Segunda-feira, 8 de Fevereiro de 2010 (1188)

Cel. João Batista Bernardes

Comandante das Tropas Brasileiras no Haiti

O Haiti - que divide a Ilha Hispaniola com a República Dominicana, no mar do Caribe - foi uma colônia francesa produtora de açúcar até o início do século XIX e luta, desde 1804, quando se tornou independente graças a uma rebelião de escravos, para combater a pobreza e a miséria.
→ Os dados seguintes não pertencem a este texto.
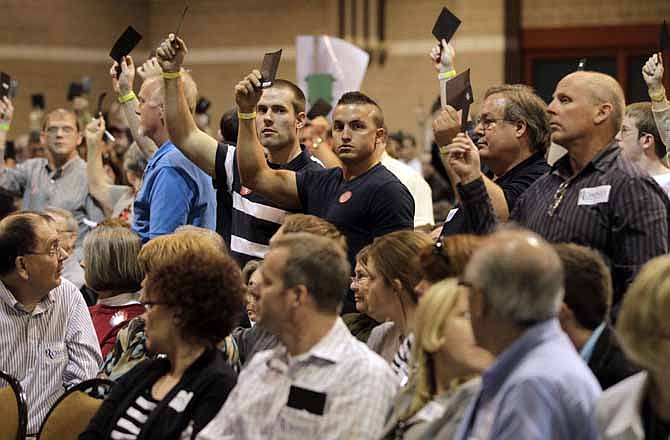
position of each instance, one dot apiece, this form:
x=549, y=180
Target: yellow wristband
x=170, y=75
x=251, y=115
x=447, y=75
x=657, y=97
x=128, y=97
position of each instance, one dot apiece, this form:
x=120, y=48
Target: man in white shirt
x=642, y=144
x=47, y=341
x=320, y=382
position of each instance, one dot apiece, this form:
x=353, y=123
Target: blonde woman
x=447, y=365
x=639, y=407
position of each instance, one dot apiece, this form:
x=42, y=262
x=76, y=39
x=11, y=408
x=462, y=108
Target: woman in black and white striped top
x=193, y=295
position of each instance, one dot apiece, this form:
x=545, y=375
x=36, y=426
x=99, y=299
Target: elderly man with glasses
x=47, y=341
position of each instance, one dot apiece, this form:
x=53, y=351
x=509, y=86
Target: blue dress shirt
x=538, y=388
x=175, y=192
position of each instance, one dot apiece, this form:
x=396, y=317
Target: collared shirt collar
x=600, y=161
x=494, y=377
x=65, y=168
x=123, y=299
x=328, y=348
x=162, y=151
x=8, y=298
x=628, y=415
x=587, y=350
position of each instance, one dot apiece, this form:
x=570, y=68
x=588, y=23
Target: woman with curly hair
x=447, y=368
x=193, y=294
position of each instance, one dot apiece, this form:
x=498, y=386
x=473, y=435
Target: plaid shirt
x=358, y=385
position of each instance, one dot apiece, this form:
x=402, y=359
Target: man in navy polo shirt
x=175, y=192
x=362, y=199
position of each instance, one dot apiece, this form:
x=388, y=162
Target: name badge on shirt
x=180, y=401
x=451, y=214
x=595, y=195
x=302, y=398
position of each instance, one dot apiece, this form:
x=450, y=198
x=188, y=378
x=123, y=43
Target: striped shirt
x=49, y=349
x=252, y=219
x=611, y=205
x=357, y=387
x=130, y=424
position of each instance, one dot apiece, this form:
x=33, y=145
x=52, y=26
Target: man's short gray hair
x=521, y=276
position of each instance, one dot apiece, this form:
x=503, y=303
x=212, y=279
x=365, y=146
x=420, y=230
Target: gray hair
x=522, y=104
x=319, y=264
x=110, y=256
x=521, y=276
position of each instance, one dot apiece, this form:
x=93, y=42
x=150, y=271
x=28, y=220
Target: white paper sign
x=595, y=195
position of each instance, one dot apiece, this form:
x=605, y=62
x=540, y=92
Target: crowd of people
x=287, y=278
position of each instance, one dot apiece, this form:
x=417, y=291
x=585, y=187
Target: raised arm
x=197, y=145
x=98, y=187
x=123, y=86
x=653, y=76
x=6, y=113
x=277, y=185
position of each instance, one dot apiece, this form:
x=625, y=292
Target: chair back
x=13, y=410
x=72, y=412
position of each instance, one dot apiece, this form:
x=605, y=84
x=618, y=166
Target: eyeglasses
x=490, y=123
x=66, y=129
x=358, y=279
x=53, y=251
x=558, y=198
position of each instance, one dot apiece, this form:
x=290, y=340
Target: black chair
x=13, y=410
x=72, y=412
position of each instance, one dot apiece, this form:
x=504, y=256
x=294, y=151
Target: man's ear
x=300, y=119
x=21, y=268
x=603, y=112
x=520, y=128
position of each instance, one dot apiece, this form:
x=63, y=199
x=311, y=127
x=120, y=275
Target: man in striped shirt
x=592, y=196
x=47, y=339
x=320, y=382
x=252, y=219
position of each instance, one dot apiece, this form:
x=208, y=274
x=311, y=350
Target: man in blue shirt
x=175, y=192
x=539, y=387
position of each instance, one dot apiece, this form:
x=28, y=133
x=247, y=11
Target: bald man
x=592, y=196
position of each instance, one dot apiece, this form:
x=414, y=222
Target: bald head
x=602, y=89
x=520, y=274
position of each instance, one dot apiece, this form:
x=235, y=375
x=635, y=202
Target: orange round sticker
x=344, y=198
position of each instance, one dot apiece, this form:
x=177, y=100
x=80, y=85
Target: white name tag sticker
x=451, y=215
x=180, y=401
x=595, y=195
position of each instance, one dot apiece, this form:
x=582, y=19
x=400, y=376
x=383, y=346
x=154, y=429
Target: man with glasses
x=59, y=180
x=593, y=195
x=47, y=341
x=642, y=144
x=512, y=137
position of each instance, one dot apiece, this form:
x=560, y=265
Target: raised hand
x=463, y=158
x=171, y=53
x=652, y=72
x=443, y=56
x=248, y=92
x=123, y=84
x=446, y=126
x=149, y=69
x=6, y=110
O país tem uma história cercada por golpes de estado e de governos corruptos e autoritários. Em 2001, Jean-Bertrand Aristide elegeu-se presidente, mas renunciou em 2004 diante de um levante armado, abrindo uma nova crise. Foi quando as Nações Unidas decidiram enviar a Força de Paz, liderada pelo Brasil, para pacificar o Haiti e reerguer a nação.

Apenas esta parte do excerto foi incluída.